高さが1メートルくらいになった頃雄穂が見え始めた。「背が低いかな?」と感じていたら、(今年の高温少雨が影響して、とうもろこしの背は低く、実入りも半分程度・・・)という新聞記事を目にした。それなら、と毎日畑に水撒きをすることにした。少しして雄穂が開ききると虫が発生し始めた。虫の駆除、脇芽かき、草むしり、とうもろこしだけでも朝の2時間はあっという間に過ぎた。これが農繁期かと実感した。でも一月もすると身体もだいぶ慣れてきた。
また、畑の近くを通る人たちに声をかけられるようにもなっていた。「おはよう」「よく頑張るね」、中には「それだけ手をかければきっといいものができるよ」と励ましてくださる人もいて、夫の親族以外に知り合いがなかった私は、こんな風に少しづつこの地になじんでいけたらいいなと朝からしみじみ感じたりした。

そろそろ収穫かと思っていた頃、病気知らずだった二人の子どもが相次いで高熱を出した。さすがに畑仕事は休止にし、私に寄り添って寝ている子どものそばを離れないでいた。
(さっきまで元気だったのに急にしゅんとした表情とこの様子。具合が悪いとママから離れることもできないなんて…。野菜たちもいつも見ていると、成長の様子だけで水分不足だとか栄養が必要だとかが分かってくるものなのかなあ)
とこんな時も野菜のことが頭をめぐる自分に、心の中で笑ってしまった。

そしていよいよ収穫の朝が来た。少しむいてみて実つきを確かめ、数本を収穫。実つきもたっぷり、25センチ位の立派なとうもろこしと対面した。すぐに調理。ぴかぴかに光っていいにおいのするとうもろこしを朝食の食卓に運ぶと夫が「すごいなあ」と言い長男が大きく目を見開いてうれしそうに「とうもろこしい!」と叫び、1歳になる次男が「んばあ」と指差した。
この日を心待ちにしていたからか自分で作ったからか、おいしくておいしくてこんなにおいしいとうもろこしは初めてだと親ばかみたいにいとおしく思いながらみんなで分け合って食べた。

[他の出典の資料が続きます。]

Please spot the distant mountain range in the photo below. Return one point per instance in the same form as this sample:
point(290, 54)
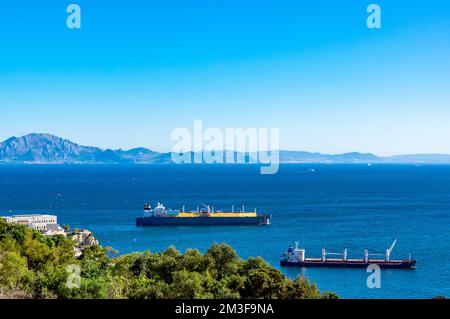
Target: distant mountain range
point(45, 148)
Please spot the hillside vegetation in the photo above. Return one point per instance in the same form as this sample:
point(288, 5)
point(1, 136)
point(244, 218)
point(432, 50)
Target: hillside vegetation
point(35, 266)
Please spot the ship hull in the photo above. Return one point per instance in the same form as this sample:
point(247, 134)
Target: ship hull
point(203, 221)
point(401, 264)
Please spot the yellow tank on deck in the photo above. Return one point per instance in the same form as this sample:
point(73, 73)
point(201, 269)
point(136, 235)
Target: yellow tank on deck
point(219, 214)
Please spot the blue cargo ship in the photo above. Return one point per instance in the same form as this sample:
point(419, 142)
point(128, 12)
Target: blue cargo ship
point(160, 216)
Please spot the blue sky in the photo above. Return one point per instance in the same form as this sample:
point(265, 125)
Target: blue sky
point(138, 69)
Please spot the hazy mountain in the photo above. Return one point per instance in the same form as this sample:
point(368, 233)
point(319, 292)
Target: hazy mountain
point(46, 148)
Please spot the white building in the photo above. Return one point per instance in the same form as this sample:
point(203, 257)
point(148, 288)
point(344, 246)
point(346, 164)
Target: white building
point(42, 223)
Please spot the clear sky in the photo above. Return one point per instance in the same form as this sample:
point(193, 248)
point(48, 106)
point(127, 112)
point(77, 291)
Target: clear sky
point(138, 69)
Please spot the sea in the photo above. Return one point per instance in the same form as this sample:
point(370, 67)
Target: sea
point(319, 206)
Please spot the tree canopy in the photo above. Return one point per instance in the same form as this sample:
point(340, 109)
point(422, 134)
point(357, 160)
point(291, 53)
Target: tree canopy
point(36, 266)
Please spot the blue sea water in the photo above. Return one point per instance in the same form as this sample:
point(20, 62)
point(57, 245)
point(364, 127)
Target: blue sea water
point(332, 206)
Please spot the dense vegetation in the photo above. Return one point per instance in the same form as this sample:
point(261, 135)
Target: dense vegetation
point(35, 266)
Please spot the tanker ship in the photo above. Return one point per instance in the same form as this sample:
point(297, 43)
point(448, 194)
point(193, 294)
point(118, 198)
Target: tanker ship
point(206, 216)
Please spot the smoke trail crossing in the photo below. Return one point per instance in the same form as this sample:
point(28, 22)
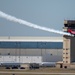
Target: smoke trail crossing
point(23, 22)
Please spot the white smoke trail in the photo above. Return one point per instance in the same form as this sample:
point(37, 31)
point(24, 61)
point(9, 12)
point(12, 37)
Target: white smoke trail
point(20, 21)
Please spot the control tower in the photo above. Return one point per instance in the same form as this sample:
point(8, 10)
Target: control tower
point(69, 44)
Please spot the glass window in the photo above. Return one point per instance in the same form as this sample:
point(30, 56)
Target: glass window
point(47, 45)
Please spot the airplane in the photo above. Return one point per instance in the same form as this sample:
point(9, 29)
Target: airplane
point(71, 31)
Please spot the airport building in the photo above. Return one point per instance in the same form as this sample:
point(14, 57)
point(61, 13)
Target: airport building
point(42, 50)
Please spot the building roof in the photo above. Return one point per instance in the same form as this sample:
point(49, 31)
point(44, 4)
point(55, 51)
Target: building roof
point(31, 39)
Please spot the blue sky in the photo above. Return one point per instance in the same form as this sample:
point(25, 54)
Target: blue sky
point(48, 13)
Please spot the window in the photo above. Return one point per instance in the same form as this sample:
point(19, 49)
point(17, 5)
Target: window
point(66, 57)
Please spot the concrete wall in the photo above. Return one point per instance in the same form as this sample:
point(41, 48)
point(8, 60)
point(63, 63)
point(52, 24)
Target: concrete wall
point(30, 55)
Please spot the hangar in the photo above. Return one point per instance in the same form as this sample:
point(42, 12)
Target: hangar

その後しばらくの間は数十本の収穫があり、心行くまで食べることが出来た。来年も作ろう、そして、その収穫までこの喜びをお預けにしよう、と思った。

8月中旬に、本当に久しぶりに故郷のおばあちゃんのところへ遊びに行った。おばあちゃんは90歳を過ぎ腰も曲がって畑仕事ももう引退していた。そして耳もかなり遠くなっていた。
本当は「あの日のとうもろこしうれしかったよ。それが忘れられなくて、いつか作ろうと思ってて・・・」と真っ先に話そうと思っていたんだけど。おばあちゃんが一生懸命に「良く来たな、ほんとに良く来た。」とニコニコしていた。
子どもたちは家中を駆け回り、そのひとときは過ぎた。「また来るね」と大きな声で伝えて家を後にした。

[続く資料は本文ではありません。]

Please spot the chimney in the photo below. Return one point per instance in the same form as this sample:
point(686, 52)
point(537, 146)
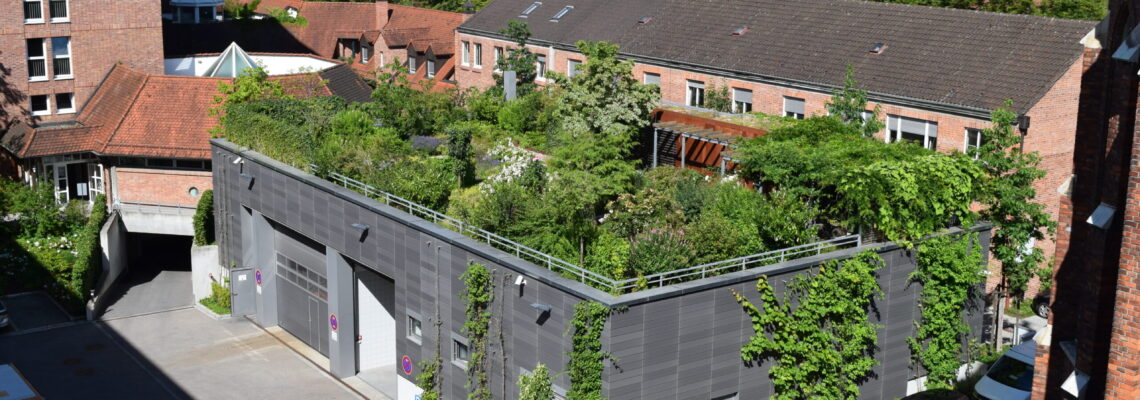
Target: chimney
point(382, 13)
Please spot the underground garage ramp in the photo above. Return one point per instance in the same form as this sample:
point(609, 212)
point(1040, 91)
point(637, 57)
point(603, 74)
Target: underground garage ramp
point(157, 276)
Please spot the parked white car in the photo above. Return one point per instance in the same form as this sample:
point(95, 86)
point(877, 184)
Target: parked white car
point(1011, 376)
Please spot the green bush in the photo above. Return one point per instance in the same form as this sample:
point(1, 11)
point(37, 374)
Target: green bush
point(204, 220)
point(219, 299)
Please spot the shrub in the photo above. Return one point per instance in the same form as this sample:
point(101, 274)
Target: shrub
point(204, 220)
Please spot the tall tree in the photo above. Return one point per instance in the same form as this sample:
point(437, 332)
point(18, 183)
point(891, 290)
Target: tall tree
point(1008, 196)
point(849, 104)
point(519, 58)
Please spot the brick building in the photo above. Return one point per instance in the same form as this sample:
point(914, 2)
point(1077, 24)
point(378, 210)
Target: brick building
point(54, 52)
point(1092, 344)
point(935, 73)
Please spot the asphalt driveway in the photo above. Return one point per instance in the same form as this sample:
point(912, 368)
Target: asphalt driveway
point(171, 354)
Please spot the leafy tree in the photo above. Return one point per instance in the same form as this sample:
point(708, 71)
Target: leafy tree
point(819, 334)
point(1007, 196)
point(536, 385)
point(849, 104)
point(519, 58)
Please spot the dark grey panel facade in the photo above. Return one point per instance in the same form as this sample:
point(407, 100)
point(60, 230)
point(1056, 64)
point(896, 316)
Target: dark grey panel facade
point(675, 342)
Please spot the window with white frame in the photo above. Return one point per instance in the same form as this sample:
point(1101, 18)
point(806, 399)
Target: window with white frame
point(498, 56)
point(37, 59)
point(794, 107)
point(741, 100)
point(650, 78)
point(918, 131)
point(60, 57)
point(465, 54)
point(40, 105)
point(33, 11)
point(694, 94)
point(572, 66)
point(65, 103)
point(57, 9)
point(477, 58)
point(540, 67)
point(974, 141)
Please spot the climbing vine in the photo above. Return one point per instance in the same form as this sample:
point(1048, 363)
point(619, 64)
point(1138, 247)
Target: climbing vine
point(587, 360)
point(478, 294)
point(950, 268)
point(819, 334)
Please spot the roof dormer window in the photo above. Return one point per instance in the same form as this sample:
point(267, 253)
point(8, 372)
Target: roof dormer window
point(530, 9)
point(562, 13)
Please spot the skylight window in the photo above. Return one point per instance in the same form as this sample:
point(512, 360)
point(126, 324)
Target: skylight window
point(562, 13)
point(530, 9)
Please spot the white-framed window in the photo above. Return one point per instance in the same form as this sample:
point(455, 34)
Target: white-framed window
point(57, 9)
point(794, 107)
point(741, 100)
point(465, 59)
point(572, 66)
point(561, 13)
point(540, 67)
point(498, 55)
point(33, 11)
point(40, 105)
point(37, 59)
point(459, 351)
point(415, 328)
point(530, 9)
point(974, 140)
point(478, 55)
point(60, 57)
point(694, 94)
point(651, 78)
point(65, 103)
point(918, 131)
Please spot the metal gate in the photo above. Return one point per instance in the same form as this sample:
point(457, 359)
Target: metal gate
point(243, 299)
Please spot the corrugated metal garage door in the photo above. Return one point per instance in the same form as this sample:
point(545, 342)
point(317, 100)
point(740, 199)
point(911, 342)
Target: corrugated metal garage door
point(302, 290)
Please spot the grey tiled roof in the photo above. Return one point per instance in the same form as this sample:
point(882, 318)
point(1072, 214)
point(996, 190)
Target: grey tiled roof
point(960, 58)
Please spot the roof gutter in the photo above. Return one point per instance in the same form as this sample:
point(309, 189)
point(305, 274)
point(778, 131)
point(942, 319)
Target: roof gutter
point(820, 88)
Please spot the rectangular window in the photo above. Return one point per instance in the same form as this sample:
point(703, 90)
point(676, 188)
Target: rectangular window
point(794, 107)
point(33, 11)
point(572, 67)
point(498, 56)
point(974, 141)
point(37, 59)
point(58, 10)
point(695, 94)
point(60, 57)
point(40, 105)
point(918, 131)
point(650, 78)
point(741, 100)
point(65, 103)
point(415, 328)
point(540, 68)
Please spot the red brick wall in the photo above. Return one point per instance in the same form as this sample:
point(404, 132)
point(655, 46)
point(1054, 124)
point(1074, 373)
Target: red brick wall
point(103, 32)
point(161, 186)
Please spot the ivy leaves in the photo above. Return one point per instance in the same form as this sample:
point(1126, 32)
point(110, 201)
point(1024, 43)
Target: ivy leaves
point(819, 334)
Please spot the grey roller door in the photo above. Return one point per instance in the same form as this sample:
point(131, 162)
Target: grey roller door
point(302, 290)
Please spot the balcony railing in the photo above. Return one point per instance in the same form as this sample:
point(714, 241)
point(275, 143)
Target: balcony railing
point(581, 274)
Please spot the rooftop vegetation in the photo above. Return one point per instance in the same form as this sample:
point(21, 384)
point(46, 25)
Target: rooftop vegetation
point(558, 170)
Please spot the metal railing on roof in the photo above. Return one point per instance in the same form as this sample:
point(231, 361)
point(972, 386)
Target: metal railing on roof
point(583, 275)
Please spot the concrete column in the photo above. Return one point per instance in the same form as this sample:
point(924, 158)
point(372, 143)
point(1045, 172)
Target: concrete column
point(341, 302)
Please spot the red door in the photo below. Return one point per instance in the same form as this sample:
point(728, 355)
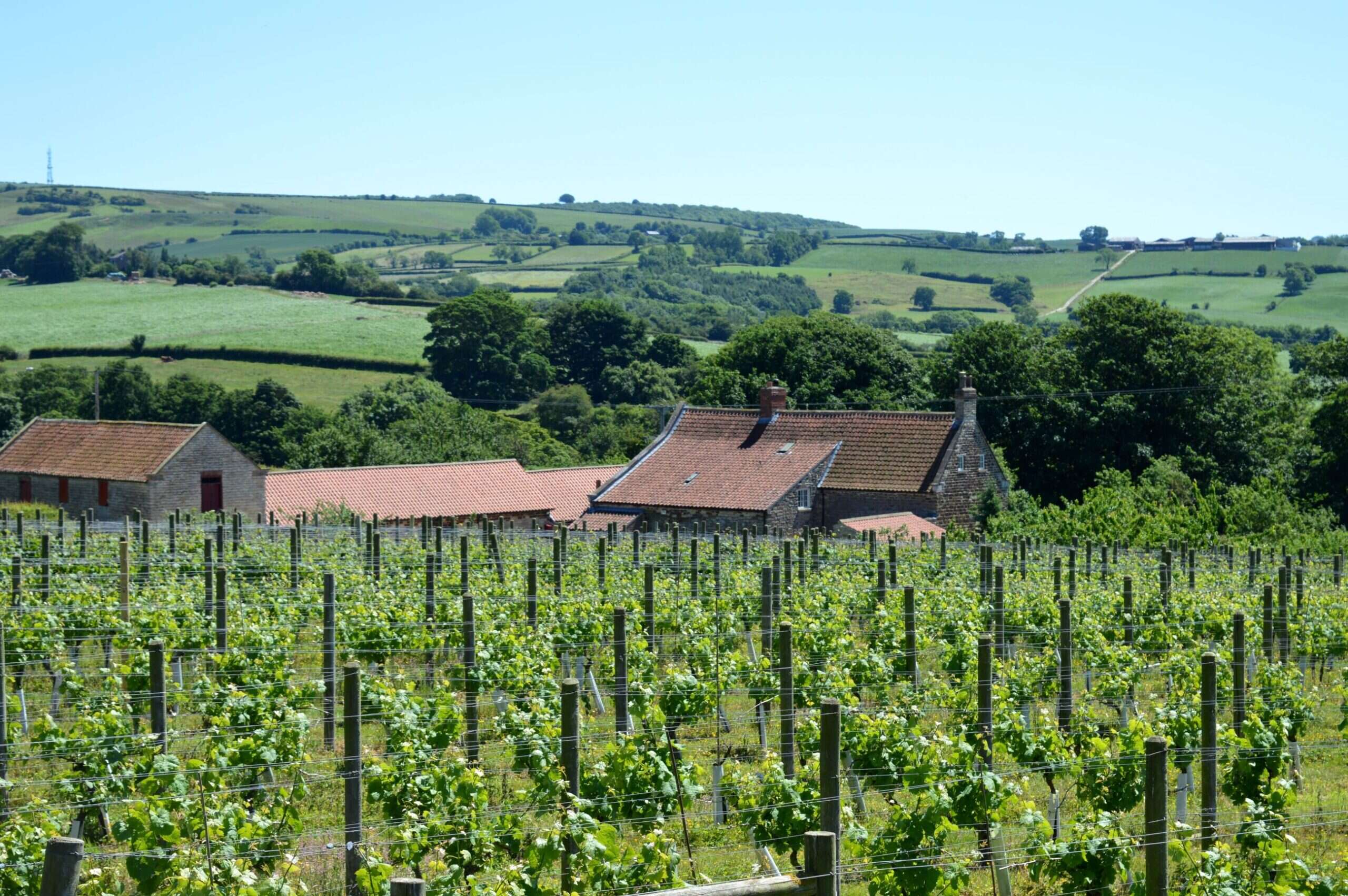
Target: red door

こんな夏。振り返ると、私はとうもろこしだけを育て、周囲がそんな私を支えて経過した夏だったような気がする。
だから、最後にこの場を借りて、感謝の気持ちを伝えたいと思います。
お義父さんお義母さん、畑を使わせてくれて、また、いろいろ教えてくれてありがとうございました。
そして遅れがちな朝ごはんを遊びながら待っていてくれた夫とこどもたちに、ありがとう。
それから、おばあちゃん。愛情たっぷりのとうもろこしで私を育ててくれてありがとう。おかげで私は今年の夏、作る楽しみも教わりました。私のかけがえのないおばあちゃん、これからも元気で長生きしてください。